Regulation and law will need to adapt to any changes. The concept of new technologies and single data sources create two key risks that need to be overcome. The first is the law applicable to the data and the second is the acceptability of single source itself. There is concentration risk in blockchain models and there is technology and contagion risk in shared solutions. New technologies may be far more robust than legacy platforms, but the value of world capital markets is estimated at $118 trillion and the risk of cybercrime will always be present with such spoils in mind. And, as we have learnt in the past, quite often individual user gateway and IT security can be a weak point in the chain. The more efficient the new joined up environment is, the more parties it will embrace and the greater such risks. In an era of quantum computing, it would be scandalous for parties to believe that the new ecosystem is proof against greed and crime.

There is change in the air. There are barriers to overcome. There are centres of excellence being created. Potentially there will be new entrants. But the market is not risk free and the transition is complex. Scarce capital is needed for investment, and profitability per dollar of assets in the system is unlikely to rise in the foreseeable future. Equity or other long-term capital is needed for investor protection, even in the new world, and that will deter many non-banks from becoming service, as distinct from facilities, providers.

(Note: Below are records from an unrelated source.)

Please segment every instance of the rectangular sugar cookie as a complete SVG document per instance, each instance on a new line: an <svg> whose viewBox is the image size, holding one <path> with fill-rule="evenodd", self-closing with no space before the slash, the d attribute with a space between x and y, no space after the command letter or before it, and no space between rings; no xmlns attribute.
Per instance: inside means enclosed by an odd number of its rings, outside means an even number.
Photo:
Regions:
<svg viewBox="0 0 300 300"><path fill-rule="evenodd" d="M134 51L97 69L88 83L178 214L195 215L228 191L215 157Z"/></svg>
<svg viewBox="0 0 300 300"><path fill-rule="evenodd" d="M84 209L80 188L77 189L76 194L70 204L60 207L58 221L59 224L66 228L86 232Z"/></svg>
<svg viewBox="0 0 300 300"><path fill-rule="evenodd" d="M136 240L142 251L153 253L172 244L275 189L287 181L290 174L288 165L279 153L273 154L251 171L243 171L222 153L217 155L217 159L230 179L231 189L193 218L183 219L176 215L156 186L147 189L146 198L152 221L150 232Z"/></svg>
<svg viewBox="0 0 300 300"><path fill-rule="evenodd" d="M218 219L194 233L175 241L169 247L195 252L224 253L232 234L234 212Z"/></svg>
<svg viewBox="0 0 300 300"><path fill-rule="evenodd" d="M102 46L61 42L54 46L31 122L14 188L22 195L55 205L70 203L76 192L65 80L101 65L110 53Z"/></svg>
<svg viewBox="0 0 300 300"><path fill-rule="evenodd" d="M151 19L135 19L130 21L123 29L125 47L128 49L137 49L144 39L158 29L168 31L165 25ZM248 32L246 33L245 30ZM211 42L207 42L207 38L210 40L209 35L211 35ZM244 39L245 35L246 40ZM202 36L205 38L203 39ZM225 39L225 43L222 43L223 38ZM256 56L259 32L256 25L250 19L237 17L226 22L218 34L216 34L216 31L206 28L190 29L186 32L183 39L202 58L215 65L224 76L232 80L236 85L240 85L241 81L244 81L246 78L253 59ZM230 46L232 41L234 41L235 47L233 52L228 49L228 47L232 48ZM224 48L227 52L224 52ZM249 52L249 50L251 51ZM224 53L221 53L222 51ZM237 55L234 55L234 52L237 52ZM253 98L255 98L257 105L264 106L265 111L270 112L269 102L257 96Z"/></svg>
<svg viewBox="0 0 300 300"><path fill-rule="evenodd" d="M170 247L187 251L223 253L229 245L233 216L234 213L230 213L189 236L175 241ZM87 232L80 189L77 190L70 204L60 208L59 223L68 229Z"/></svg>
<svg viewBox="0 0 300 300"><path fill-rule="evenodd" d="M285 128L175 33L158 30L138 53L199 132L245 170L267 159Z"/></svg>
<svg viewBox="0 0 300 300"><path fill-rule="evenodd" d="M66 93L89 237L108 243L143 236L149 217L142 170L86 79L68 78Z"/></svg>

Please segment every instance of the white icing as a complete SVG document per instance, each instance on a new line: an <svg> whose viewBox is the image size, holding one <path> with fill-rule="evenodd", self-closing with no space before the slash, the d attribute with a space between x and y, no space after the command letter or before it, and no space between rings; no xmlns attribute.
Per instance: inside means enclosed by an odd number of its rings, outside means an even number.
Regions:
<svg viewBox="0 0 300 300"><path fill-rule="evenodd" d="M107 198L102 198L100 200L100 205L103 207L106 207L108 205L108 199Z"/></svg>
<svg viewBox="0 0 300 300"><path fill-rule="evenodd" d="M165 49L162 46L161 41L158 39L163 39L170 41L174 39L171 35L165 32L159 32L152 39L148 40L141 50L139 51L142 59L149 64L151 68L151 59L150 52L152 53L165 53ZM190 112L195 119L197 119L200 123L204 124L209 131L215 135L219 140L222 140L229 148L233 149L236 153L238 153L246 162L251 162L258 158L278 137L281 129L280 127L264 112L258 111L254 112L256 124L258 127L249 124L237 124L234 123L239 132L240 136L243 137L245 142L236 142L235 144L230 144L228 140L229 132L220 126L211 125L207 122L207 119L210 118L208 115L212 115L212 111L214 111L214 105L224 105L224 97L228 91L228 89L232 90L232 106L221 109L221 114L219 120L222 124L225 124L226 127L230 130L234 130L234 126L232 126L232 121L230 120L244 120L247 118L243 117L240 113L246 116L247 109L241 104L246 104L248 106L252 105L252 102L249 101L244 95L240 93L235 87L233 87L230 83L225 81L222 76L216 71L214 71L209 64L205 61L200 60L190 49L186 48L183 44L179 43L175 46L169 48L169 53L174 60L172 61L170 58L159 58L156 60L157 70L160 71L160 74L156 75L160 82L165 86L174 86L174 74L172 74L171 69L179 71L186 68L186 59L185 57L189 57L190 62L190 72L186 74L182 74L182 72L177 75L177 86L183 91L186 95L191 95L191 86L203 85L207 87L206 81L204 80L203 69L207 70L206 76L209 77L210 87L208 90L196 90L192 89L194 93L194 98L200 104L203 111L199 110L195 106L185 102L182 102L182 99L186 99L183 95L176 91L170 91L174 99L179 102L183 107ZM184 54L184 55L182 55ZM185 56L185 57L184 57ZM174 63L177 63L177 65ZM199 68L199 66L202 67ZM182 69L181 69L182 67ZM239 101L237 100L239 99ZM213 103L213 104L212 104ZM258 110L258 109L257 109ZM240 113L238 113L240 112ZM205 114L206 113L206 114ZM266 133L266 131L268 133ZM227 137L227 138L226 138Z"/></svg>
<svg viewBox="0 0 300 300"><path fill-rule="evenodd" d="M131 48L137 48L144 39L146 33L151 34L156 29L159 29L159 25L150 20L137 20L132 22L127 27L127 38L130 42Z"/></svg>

But, above all, we need a vision that goes beyond the immediate or the stratospherically philosophical. There are practical issues to overcome and some long-standing ones have proven difficult in the past whilst many of the new ones will be challenging in the future. Who can provide that vision? Some, in the Far East especially, appear to be laying the building blocks. But the old world, with its legacies, mind sets and, in many cases, lack of funding, still has the bulk of professional assets and needs to make a few quantum leaps.